August Hans den Boef percaya bahwa dalam membaca dan menilai buku-buku Pram tentu melibatkan kecenderungan dua faktor: politik dan teknik sastra. Kecenderungan itu ingin dikritisi dalam batas tertentu dengan pembuktian sebuah esai panjang yang masih menunjukkan pembacaan dalam kecenderungan politik dan teknik sastra. Esai August den Boef menghadirkan biografi Pram dalam politik dan sastra secara kronologis. Pembicaraan itu dikuatkan dengan penilaian terhadap buku-buku Pram yang erat mengungkapkan biografi Pram dan biografi Indonesia.

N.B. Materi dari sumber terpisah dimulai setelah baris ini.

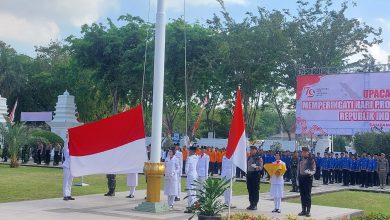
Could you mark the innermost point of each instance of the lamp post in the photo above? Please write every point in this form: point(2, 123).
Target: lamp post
point(154, 169)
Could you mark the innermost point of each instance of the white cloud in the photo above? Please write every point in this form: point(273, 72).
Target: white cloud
point(179, 4)
point(27, 31)
point(379, 53)
point(384, 23)
point(39, 21)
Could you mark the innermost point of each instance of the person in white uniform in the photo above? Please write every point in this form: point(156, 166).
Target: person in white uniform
point(228, 172)
point(172, 167)
point(68, 178)
point(132, 182)
point(202, 167)
point(277, 185)
point(179, 156)
point(192, 175)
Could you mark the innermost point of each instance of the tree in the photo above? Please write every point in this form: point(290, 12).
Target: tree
point(114, 55)
point(15, 136)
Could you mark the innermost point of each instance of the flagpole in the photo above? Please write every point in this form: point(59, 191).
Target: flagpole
point(154, 170)
point(231, 192)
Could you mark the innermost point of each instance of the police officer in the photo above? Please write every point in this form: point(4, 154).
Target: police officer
point(192, 175)
point(325, 169)
point(111, 183)
point(346, 168)
point(202, 167)
point(306, 169)
point(254, 165)
point(294, 166)
point(317, 176)
point(383, 169)
point(364, 162)
point(332, 164)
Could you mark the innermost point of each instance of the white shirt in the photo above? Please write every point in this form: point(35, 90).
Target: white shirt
point(228, 168)
point(202, 167)
point(277, 179)
point(191, 164)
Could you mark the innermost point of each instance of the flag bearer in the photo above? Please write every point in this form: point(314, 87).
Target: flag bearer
point(192, 175)
point(172, 167)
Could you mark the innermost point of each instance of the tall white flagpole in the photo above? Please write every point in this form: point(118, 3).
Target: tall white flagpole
point(231, 192)
point(158, 83)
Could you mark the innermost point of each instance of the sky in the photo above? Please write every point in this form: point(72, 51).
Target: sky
point(28, 23)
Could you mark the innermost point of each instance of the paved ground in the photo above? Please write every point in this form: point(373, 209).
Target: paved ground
point(98, 207)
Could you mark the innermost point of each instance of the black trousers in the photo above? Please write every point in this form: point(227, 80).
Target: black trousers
point(325, 176)
point(376, 179)
point(111, 183)
point(39, 159)
point(184, 166)
point(345, 177)
point(317, 175)
point(331, 176)
point(305, 184)
point(363, 178)
point(253, 186)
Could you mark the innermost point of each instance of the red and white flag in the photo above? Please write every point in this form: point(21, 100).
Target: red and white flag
point(236, 148)
point(110, 146)
point(12, 113)
point(200, 116)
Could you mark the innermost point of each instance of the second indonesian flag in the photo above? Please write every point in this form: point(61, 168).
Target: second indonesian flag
point(110, 146)
point(236, 148)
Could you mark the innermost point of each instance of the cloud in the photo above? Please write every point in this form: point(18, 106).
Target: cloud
point(380, 54)
point(178, 4)
point(39, 21)
point(384, 23)
point(27, 31)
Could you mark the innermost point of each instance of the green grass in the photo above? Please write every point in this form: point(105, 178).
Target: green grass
point(369, 202)
point(30, 183)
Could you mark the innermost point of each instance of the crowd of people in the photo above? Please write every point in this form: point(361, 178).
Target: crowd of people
point(40, 153)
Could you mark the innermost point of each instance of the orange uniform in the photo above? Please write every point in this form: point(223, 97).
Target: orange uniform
point(185, 153)
point(198, 151)
point(219, 156)
point(213, 156)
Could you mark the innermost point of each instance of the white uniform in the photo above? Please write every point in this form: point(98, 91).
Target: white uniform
point(68, 178)
point(132, 182)
point(171, 189)
point(277, 187)
point(192, 175)
point(179, 156)
point(202, 167)
point(228, 171)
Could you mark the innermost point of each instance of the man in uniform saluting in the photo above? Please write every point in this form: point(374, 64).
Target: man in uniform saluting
point(306, 170)
point(192, 175)
point(255, 164)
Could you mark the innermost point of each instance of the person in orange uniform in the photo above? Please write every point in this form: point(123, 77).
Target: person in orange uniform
point(213, 161)
point(219, 161)
point(184, 151)
point(198, 150)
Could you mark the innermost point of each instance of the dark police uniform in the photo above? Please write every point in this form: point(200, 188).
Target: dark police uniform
point(306, 183)
point(111, 183)
point(253, 180)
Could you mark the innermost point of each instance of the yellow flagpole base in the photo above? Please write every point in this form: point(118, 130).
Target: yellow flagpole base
point(153, 173)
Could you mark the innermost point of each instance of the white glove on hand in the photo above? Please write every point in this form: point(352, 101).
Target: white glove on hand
point(311, 173)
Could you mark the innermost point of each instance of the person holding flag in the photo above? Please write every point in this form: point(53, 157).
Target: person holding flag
point(236, 151)
point(276, 170)
point(227, 173)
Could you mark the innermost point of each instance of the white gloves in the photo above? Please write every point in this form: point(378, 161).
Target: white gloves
point(311, 173)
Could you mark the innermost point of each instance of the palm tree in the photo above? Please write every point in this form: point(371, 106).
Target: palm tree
point(15, 135)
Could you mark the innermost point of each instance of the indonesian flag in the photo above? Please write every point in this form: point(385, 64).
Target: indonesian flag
point(110, 146)
point(12, 113)
point(236, 148)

Pembabakan biografi dan tulisan-tulisan Pram dalam esai itu kentara hendak mengesankan suatu pembacaan komprehensif dengan deskrispi dan analisis mumpuni.

Penempatan esai August Hans den Boef berjudul “Penulis Kronik Rakyat Kecil – Tentang Karya Pramoedya Ananta Toer” pada bagian pertama memang layak. Namun konsekuensinya terjadi pengulangan pada bagian kedua dalam tulisan Kees Snoek mengenai wawancara dengan Pram berjudul “Satu-satunya Harapan Saya adalah Ingin Menyaksikan Akhir Semua ini”. Tulisan Kees Snoek pun kentara mengandung pesona terhadap biografi politik dan sastra Pramoedya. Pertanyaan-pertanyaan untuk Pram memakai teknik yang hati-hati dengan pertimbangan menghindari sensitivitas dan sikap reaksioner terhadap tema-tema biografi dan politik. Teknik itu justru mengurangi eksplorasi atas kemungkinan menemukan informasi baru atau perubahan pemikiran Pram atas hal-hal tertentu. Hal itu membuat hasil wawancara Kees Snoek mirip dengan publikasi wawancara-wawancara yang dilakukan orang lain. Barangkali hal itu terjadi karena keterlambatan penerbitan dalam edisi bahasa Indonesia. Penerbitan buku ini dalam edisi Belanda pada tahun 1990.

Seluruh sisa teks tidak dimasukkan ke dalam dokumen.